Boris Johnson faces angry revolt from Northern cities over plans to keep some areas in coronavirus lockdown longer


BORIS Johnson faces an angry revolt from Northern cities over No10 plans to keep some in coronavirus lockdown longer than others.

Under the PM’s blueprint to end the nation’s virtual house arrest, the whole nation will see the tough restrictions begin to be eased at the same time, with the end of May targeted.

Boris Johnson is facing an angry revolt from Northern cities over plans to keep some areas in coronavirus lockdown longer than others

But Downing Street yesterday confirmed they could be swiftly re-imposed on areas that see new local infection spikes.

The move to single out specific towns has sparked anger from the nation’s nine regional mayors.

HOAR can reveal that the powerful mayors mounted a joint protest to the PM during a conference call with him last week, lead by bosses across the North.

Leaving some parts of the country unable to keep up with others in the national recovery would be “unsustainable” as well as “deeply divisive and unfair”, they argued.

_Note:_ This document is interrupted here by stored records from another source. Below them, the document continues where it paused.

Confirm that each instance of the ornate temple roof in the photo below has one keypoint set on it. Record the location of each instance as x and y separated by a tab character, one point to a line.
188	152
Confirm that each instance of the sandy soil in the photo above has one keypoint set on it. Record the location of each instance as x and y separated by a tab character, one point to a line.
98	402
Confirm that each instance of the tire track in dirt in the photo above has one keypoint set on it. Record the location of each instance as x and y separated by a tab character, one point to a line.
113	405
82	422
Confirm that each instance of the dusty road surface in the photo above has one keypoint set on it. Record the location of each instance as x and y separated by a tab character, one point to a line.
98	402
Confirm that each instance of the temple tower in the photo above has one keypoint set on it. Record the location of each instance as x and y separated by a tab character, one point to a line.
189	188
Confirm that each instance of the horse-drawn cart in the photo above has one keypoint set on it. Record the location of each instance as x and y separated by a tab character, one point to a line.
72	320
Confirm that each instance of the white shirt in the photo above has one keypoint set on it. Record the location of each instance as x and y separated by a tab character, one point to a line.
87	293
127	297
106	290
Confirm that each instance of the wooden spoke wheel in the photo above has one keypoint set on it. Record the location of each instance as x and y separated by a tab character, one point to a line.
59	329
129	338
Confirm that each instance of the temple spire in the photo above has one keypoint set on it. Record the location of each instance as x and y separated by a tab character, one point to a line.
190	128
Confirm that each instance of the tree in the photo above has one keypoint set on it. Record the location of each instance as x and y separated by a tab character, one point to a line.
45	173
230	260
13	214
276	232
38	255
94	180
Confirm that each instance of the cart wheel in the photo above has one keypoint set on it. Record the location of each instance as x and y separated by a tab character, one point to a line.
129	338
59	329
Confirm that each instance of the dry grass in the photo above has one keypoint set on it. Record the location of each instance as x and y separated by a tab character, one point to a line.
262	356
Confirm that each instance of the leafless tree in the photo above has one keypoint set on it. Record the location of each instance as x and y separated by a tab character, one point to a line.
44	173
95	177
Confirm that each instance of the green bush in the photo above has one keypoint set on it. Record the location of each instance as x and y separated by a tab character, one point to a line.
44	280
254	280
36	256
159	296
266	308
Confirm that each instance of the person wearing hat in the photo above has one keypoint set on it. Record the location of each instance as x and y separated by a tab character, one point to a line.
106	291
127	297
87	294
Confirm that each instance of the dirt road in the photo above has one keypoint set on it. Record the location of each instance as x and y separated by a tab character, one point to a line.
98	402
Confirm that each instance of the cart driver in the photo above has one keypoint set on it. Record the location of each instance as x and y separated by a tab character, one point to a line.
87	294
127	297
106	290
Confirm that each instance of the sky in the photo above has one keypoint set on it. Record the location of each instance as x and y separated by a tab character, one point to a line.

Many Northern towns already suffer from a gaping north-south economic divide that Boris pledged to ‘level up’ as part of his general election offer.

Mayor of Greater Manchester Andy Burnham said: “There is one message I would give to Government – do not consider a region-by-region release from lockdown as that would be chaotic.

“I keep hearing it floated but I am very much opposed as I simply do not see how the country could cope with that type of arrangement.”


Restrictions lifted nationally could be re-imposed in certain areas, mayors argued the plans were ‘deeply divisive and unfair’

Speaking in solidarity with his Northern colleagues, Tory Mayor of the West Midlands Andy Street also told HOAR: “Every region is suffering the same devastating effects of Coronavirus, and any approach to the lifting of the lockdown must be a national one.

“Indeed one of the key lessons we have learnt from the lockdown is that a simple nationwide message has the best chance of being effective.

“The people of the West Midlands will struggle to support guidance that treats them differently to anywhere else.”

Fears deepened of longer lockdowns for some towns as it emerged yesterday that the crisis in London – where the outbreak started – could be over sooner than in other parts of the country.

There were less people being treated in hospital with Covid-19 in the capital than in the North West for the second day in a row.

Downing Street figures last night  argued that the regional lockdowns could be on a very micro level, such as for only a handful of streets in  a town where an outbreak has  been detected.

A senior No10 source said yesterday: “The lockdown won’t be lifted on a regional basis. It will be lifted nationally.

“But what could happen if there are spikes in regions of the country, you could impose restrictions on a regional basis.

“If you see an increase in transmissions more regionally, you would want to move more quickly to stop those.”